2014-10-04 15:08:11 | 社会
忽然と消えた「2900人」の子供たち…行方つかめず、放置は死を招く
http://news.goo.ne.jp/article/sankei/nation/snk20141001602.html へのリンク
産経新聞:2014年10月2日(木)12:03

 学校も、行政も居場所をつかめない。そんな子供が日本全国に約2900人もいる。政府は8月、「居所不明」となっている子供の今年5月時点の数字を公表した。実際は記録などがないだけでどこかで暮らしていて、行政側の“追跡調査”が甘いため居所不明扱いになっている子供も多いとみられる。だが、家庭ごと音信不通になるなどして、忽然(こつぜん)と世間から消えてしまった子供が一定数いることも確か。居所不明の子供は親から虐待を受けているリスクが高く、近年は育児放棄の末に衰弱死したり、暴行を受けて雑木林に捨てられたりした事件も発覚した。危機感を抱いた全国の市町村は、家庭訪問などによる確認作業を急ピッチで進めている。

■事件の苦い記憶

 「一度も乳幼児健診を受けていない子供がいる」

 愛知県豊橋市。子育て支援課の担当者に、健診を所管する市こども保健課から連絡があったのは昨年秋のことだ。未受診だったのは4歳児。通常であれば「生後4カ月」「1歳半」「3歳」の段階で健診を受けているはずだが、いずれも未受診だった。

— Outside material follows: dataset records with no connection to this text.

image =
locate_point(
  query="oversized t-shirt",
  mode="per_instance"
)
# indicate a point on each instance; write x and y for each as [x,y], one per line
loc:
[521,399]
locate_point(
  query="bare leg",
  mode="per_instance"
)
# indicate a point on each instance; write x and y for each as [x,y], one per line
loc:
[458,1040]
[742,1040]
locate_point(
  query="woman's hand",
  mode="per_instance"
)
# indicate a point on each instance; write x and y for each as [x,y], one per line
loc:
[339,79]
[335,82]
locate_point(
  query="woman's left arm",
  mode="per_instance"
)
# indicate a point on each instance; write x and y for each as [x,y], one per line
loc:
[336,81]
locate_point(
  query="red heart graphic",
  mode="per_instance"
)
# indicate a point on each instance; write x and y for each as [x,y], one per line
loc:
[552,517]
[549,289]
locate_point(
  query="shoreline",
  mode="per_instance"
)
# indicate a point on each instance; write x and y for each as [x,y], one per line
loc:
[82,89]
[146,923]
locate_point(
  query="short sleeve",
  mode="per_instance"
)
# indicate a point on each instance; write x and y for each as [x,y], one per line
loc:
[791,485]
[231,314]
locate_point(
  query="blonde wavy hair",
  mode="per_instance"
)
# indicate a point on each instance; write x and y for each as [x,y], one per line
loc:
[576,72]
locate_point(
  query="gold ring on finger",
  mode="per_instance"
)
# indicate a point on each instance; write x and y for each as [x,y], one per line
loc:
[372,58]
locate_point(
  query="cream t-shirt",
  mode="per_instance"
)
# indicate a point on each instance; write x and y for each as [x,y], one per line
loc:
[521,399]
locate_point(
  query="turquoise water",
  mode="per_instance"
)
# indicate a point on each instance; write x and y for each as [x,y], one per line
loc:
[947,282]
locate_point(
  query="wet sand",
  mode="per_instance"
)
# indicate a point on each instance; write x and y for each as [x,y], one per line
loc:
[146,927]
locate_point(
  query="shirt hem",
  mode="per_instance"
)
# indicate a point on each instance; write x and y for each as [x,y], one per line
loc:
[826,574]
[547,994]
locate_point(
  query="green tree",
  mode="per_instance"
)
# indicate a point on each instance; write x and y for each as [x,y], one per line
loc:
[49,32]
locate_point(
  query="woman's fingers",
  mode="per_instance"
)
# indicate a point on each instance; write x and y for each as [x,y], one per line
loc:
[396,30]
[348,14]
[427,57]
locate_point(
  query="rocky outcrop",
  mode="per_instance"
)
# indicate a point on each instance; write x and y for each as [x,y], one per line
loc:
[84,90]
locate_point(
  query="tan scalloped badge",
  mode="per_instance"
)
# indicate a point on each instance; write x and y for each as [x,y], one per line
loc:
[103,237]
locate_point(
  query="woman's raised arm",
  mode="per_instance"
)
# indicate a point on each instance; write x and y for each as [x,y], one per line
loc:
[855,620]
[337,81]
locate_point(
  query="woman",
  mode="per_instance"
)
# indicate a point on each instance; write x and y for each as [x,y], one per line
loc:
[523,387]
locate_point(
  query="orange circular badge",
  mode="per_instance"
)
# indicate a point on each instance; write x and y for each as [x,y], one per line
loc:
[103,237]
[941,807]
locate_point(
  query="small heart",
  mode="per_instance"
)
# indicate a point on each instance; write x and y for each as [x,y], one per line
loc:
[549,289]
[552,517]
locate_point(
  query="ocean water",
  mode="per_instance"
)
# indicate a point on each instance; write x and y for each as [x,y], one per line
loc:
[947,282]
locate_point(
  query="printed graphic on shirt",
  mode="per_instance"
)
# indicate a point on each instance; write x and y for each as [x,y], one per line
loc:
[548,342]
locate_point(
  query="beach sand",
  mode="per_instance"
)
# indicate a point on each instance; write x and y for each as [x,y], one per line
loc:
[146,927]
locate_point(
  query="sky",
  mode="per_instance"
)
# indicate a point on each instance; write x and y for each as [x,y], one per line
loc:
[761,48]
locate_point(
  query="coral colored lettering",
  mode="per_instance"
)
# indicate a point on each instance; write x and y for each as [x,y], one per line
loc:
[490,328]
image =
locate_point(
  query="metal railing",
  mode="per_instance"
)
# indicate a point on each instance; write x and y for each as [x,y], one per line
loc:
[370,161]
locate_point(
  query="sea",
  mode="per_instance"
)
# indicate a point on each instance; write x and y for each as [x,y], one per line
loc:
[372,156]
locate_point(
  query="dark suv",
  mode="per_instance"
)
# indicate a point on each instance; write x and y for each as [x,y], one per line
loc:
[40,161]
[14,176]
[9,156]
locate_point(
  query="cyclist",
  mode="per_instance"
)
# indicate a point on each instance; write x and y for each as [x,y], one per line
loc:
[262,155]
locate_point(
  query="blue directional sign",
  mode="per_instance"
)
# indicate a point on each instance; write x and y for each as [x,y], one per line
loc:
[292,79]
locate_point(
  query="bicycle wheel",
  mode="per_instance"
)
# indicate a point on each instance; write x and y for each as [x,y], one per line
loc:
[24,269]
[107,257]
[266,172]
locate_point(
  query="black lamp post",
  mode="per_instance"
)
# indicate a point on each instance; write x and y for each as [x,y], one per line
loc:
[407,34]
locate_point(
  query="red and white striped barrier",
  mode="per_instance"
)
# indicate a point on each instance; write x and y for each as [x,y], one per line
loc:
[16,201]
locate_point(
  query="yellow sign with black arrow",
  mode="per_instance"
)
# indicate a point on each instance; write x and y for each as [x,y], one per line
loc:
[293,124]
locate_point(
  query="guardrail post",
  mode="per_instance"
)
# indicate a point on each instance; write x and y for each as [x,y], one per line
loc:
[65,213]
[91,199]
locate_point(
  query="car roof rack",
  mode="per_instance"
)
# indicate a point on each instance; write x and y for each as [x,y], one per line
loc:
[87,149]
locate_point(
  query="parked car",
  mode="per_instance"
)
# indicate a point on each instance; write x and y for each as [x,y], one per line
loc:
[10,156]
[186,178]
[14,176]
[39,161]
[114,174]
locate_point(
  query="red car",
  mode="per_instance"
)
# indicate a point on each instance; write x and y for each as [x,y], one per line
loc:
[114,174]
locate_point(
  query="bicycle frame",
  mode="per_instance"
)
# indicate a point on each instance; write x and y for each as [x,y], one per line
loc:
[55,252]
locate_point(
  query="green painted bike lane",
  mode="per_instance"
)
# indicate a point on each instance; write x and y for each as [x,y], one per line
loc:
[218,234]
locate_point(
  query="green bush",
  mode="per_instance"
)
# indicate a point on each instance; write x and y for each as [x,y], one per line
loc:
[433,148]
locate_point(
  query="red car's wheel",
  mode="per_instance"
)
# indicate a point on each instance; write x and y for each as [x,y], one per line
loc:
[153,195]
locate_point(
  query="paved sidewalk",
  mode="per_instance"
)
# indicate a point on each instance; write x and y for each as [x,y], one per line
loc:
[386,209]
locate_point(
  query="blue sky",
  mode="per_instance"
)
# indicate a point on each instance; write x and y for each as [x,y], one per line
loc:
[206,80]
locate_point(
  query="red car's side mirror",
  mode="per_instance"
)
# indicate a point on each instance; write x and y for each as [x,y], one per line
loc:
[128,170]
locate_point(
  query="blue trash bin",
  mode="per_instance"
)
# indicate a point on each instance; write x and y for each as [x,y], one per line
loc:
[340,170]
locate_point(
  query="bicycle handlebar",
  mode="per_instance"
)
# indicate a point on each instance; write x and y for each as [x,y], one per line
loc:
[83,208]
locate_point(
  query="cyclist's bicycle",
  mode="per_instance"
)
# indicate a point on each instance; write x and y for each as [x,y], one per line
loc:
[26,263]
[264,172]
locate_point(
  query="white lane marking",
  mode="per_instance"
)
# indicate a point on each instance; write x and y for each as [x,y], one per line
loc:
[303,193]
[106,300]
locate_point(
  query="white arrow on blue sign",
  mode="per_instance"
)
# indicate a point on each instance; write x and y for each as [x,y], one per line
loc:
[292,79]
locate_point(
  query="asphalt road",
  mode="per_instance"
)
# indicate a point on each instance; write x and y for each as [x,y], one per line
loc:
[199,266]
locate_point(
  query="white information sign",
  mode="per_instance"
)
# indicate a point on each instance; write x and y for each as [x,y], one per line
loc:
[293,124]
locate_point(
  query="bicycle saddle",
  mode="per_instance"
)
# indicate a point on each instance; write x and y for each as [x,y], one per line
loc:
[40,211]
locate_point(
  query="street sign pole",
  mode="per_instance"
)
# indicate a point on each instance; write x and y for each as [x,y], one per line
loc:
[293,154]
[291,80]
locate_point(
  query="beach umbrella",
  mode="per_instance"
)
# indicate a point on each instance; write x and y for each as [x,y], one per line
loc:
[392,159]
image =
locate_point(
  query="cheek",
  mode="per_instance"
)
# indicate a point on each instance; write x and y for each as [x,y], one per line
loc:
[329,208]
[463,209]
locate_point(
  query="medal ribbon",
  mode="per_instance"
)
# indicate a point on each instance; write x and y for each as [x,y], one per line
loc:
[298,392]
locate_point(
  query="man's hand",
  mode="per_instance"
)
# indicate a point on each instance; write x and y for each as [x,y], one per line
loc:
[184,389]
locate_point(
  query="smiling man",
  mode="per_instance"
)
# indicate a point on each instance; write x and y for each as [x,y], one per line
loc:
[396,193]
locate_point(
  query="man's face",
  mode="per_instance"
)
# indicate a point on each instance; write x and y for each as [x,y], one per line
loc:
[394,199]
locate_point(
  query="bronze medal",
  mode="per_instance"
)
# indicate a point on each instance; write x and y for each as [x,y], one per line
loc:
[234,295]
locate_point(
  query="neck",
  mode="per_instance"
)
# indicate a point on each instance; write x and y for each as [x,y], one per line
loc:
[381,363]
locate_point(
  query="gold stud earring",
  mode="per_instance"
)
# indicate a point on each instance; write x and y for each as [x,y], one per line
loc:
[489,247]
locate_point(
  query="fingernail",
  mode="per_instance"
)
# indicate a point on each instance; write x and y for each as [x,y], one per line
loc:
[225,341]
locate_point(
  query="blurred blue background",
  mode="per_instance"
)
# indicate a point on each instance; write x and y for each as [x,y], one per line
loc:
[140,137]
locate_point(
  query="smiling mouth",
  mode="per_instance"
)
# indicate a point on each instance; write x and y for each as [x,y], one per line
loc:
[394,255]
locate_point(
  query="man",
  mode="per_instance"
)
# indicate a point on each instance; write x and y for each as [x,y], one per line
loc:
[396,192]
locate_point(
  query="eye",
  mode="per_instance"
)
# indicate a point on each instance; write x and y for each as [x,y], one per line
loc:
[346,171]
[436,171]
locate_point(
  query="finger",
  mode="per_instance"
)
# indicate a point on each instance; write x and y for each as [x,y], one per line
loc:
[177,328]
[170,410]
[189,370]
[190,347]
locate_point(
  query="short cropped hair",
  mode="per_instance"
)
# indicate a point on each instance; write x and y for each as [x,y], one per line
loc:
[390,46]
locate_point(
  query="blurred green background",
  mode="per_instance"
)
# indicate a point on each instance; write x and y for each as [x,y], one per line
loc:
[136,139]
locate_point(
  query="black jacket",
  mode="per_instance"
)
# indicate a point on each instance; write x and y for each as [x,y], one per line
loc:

 早急に所在を確認する必要があり、父親のもとに担当者を向かわせたが、「どこにいるのかさっぱりわからない」。父親によると、母親はアジア系の外国人で、すでに2人は離婚しており、児童は母親が引き取ったという。

 入国管理局に照会すると、母親が出国した記録はあったが、児童の確認は取れなかった。児童は日本名以外でパスポートを取得していた可能性があったが、父親が外国人名を知らず、日本名でしか照会ができなかったことも理由と考えられている。

 もちろん、出国しておらず、何らかの事件に巻き込まれている恐れもある。市は愛知県警に相談したが、児童は所在不明だと判明してから1年近くが経過した今年9月現在でも行方不明のままだ。

 豊橋市では平成24年、女児(4)が両親に食事を与えられないなどのネグレクト(育児放棄)を受けた末、衰弱死したという事件があった。亡くなった加藤杏奈ちゃんは、市の健診を受けておらず、健診を担当する部署は所在もつかめていなかった。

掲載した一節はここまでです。